I'm aware of the general sum and product puzzle. I got one in a math class, and am wondering if it even has solutions?
The teacher gives student A the sum $$s = x + y$$, $B$ the product $$p = xy$$. A says "I know you don't know the sum". B says "I didn't but now I know s = 136". Find $x$ and $y$.
This seems to be missing something along the lines of "x isn't equal to 1" or "s < 100", thus seems unsolvable. Does this have a solution?
If B gets a prime number $p$, then he would know that it could only be written as the product $1*p$, and would know the sum is $s=1+p$.

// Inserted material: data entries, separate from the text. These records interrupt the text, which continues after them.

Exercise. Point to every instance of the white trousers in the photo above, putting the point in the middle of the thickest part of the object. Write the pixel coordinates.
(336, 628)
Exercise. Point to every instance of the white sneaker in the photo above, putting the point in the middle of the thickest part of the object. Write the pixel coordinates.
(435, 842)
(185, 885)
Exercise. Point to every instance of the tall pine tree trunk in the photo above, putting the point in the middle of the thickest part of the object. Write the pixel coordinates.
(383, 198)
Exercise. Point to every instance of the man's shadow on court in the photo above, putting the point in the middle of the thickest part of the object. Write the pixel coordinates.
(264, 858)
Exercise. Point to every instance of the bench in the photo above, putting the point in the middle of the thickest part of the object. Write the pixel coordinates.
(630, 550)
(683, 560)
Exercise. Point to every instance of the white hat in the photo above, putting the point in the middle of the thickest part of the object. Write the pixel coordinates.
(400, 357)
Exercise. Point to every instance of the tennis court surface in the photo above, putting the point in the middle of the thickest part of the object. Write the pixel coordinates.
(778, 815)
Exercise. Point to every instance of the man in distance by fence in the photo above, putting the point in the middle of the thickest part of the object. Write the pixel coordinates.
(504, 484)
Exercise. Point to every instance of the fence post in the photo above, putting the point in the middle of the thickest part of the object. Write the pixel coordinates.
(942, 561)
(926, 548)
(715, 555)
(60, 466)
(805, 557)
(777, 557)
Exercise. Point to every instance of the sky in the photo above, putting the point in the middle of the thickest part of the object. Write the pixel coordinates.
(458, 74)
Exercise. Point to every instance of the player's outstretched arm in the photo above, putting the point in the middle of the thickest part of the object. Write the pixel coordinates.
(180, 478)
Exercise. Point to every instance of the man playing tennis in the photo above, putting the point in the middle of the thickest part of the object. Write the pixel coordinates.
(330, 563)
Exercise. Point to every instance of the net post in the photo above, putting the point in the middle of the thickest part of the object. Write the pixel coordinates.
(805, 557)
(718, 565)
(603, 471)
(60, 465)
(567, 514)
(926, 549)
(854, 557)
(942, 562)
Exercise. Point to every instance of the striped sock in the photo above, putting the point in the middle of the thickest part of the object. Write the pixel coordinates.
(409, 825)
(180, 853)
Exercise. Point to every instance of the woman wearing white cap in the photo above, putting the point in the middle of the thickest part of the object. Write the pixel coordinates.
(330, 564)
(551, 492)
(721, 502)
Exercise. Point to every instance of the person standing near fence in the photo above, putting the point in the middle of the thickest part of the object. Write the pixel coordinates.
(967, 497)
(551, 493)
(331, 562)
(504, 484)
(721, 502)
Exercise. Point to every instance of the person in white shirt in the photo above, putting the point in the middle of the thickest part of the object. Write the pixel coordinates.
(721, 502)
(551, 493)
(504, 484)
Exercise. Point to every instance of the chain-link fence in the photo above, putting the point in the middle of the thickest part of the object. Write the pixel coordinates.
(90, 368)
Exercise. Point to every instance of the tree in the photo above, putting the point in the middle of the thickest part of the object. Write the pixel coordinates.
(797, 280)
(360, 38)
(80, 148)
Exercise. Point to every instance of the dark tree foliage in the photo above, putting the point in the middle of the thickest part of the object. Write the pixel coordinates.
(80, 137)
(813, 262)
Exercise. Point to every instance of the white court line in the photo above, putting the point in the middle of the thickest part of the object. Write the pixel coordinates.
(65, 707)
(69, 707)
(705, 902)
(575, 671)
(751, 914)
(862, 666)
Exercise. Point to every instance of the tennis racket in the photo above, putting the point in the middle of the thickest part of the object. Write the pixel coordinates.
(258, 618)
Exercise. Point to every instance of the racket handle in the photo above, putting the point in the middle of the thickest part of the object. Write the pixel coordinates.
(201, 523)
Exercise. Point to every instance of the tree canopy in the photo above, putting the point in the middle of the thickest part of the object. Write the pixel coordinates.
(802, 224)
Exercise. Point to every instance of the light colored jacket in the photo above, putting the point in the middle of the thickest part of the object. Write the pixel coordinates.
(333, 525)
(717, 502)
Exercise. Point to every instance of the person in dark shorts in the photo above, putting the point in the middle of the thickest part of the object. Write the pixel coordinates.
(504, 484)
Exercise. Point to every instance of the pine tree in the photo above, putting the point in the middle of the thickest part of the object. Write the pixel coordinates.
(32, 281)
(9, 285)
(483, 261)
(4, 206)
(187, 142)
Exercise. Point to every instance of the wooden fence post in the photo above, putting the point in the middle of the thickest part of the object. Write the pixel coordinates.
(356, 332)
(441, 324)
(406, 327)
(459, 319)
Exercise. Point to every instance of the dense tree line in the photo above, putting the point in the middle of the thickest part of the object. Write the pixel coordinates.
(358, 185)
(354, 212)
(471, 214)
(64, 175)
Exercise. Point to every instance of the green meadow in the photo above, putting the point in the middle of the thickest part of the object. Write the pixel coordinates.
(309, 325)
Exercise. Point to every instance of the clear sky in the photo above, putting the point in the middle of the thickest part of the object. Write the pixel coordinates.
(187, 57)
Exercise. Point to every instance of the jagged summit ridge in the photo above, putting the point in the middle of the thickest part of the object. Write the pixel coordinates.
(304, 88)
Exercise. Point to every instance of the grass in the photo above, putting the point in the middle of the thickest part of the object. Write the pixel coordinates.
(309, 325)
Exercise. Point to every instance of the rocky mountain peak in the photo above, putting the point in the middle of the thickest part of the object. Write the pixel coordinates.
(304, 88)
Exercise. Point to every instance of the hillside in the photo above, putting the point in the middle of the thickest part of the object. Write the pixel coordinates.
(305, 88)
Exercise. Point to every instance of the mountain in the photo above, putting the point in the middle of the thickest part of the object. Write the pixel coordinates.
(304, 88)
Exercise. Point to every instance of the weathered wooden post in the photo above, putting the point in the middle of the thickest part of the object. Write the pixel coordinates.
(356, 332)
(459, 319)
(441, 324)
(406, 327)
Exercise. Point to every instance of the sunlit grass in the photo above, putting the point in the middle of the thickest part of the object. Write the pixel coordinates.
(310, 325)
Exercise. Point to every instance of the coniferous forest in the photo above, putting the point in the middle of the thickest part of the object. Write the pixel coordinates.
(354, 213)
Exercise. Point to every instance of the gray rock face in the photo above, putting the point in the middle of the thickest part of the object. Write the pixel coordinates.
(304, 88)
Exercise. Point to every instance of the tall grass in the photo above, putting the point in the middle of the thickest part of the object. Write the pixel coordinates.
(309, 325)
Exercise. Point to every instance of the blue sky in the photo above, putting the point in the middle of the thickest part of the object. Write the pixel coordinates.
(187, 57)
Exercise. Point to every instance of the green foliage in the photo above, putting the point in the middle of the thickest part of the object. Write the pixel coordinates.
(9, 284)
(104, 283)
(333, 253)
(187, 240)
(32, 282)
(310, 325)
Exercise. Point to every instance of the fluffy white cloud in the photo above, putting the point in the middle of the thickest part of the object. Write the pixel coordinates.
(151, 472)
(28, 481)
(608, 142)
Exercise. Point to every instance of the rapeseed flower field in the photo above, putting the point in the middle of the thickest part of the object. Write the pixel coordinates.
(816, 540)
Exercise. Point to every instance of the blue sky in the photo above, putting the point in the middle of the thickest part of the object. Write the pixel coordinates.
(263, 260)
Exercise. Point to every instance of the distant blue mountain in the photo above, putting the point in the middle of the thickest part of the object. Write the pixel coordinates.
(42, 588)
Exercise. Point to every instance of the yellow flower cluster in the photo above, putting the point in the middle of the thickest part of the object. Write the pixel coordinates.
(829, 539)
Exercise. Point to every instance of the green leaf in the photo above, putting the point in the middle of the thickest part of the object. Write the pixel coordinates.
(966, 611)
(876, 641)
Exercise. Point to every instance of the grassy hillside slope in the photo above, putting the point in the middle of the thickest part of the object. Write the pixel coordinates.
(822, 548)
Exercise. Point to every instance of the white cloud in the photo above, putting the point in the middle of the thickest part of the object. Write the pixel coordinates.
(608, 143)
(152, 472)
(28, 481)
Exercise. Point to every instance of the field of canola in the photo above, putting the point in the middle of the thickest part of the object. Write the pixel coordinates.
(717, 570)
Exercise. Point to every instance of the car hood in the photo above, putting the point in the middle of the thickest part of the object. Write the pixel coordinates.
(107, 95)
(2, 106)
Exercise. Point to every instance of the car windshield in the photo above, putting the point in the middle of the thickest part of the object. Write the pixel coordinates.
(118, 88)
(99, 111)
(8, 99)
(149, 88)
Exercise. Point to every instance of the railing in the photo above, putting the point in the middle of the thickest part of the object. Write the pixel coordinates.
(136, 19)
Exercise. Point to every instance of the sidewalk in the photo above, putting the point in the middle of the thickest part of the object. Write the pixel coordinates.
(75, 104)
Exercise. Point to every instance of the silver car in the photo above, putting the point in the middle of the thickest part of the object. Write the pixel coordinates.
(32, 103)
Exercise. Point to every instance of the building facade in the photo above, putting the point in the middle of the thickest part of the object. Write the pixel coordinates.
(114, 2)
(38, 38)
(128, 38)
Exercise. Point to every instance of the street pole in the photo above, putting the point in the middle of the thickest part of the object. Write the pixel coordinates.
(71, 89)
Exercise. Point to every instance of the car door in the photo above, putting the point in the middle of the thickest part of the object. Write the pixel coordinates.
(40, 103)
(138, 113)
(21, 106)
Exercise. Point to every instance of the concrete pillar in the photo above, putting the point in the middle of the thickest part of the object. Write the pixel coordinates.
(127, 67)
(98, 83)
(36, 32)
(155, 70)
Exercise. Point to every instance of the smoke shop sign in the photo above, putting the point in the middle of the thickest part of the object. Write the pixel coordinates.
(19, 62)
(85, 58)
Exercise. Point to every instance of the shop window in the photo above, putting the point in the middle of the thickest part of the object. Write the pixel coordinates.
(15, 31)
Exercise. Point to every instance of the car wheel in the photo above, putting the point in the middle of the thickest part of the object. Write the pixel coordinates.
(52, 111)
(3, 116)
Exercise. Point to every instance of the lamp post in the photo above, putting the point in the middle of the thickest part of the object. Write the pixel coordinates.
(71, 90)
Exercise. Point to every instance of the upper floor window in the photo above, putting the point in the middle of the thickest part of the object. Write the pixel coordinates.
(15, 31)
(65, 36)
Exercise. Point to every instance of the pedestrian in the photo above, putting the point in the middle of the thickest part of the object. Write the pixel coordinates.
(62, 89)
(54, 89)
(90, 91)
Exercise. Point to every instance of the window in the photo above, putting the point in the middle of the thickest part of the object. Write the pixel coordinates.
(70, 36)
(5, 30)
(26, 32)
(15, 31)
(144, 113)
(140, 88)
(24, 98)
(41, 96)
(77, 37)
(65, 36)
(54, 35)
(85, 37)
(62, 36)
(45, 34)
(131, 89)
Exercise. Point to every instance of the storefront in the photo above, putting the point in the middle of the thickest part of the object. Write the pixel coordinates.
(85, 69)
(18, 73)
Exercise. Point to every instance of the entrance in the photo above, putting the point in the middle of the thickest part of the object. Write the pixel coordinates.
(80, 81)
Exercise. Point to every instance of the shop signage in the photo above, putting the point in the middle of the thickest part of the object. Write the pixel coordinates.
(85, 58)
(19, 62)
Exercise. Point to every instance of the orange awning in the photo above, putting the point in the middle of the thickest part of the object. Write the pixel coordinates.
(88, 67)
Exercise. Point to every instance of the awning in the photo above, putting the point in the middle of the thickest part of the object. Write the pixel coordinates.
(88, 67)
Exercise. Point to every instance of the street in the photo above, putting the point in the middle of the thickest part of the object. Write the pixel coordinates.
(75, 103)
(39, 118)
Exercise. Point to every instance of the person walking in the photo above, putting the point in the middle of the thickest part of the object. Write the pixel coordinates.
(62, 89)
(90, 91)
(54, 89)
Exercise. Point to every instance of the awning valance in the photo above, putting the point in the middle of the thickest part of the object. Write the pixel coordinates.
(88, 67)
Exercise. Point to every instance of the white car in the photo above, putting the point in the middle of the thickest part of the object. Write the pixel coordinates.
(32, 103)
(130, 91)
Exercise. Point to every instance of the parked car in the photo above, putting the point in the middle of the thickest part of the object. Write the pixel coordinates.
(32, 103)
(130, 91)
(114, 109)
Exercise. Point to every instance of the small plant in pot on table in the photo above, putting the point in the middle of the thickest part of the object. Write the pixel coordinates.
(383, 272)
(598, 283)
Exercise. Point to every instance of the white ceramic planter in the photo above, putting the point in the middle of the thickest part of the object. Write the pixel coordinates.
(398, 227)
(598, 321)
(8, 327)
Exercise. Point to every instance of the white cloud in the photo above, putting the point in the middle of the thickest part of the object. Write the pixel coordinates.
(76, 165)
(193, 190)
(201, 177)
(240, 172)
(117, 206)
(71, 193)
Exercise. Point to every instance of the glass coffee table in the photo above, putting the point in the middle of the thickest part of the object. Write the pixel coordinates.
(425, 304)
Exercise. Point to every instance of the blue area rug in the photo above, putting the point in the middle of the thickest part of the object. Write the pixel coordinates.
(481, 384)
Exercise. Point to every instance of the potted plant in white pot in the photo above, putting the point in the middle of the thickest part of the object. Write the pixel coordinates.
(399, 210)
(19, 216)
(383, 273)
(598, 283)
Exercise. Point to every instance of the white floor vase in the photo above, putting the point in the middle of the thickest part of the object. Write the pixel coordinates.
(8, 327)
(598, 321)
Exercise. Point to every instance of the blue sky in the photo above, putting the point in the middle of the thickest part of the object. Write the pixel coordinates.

Every composite number $r\cdot t$ can also be written as $1$ times $rt$. So if B gets such a composite number, he cannot know the whether the sum is $r+t$ or $1+rt$. (These two values are never equal if $r>1$ and $t>1$.)
A says he knows for sure that B won't know the number. This means that A is certain that B could not have received a prime number. Most ways of splitting his sum into $x+y$ leads to $p$ being a composite number. The only way it might lead to a prime is if $(x,y)=(1,s-1)$. Therefore A can only make his claim if $s-1$ is not a prime.
So we now know that $p$ and $s-1$ are both composite numbers.
B can make this same deduction, so from A's claim he also deduces that $s-1$ is composite. The factorisation as $(x,y)=(1,p)$ leads to a composite value of $s-1$, so for B to be able to make his claim, all the other possible $(x,y)$ pairs with $x\cdot y=p$ must give $x+y-1$ a prime value, and furthermore, from this he deduces that $(x,y)=(1,p)$.
Since he claims that $x+y=136$, we must have $(x,y) = (1,135)$ and $p=135$.
We should check that B could indeed deduce this from the value $p=135$ he was given.
$135 = 1*135 = 3*45 = 9*15 = 27*5$
This gives possible values of $s-1$ of $135$, $47$, $23$, $31$, and indeed only the first is composite.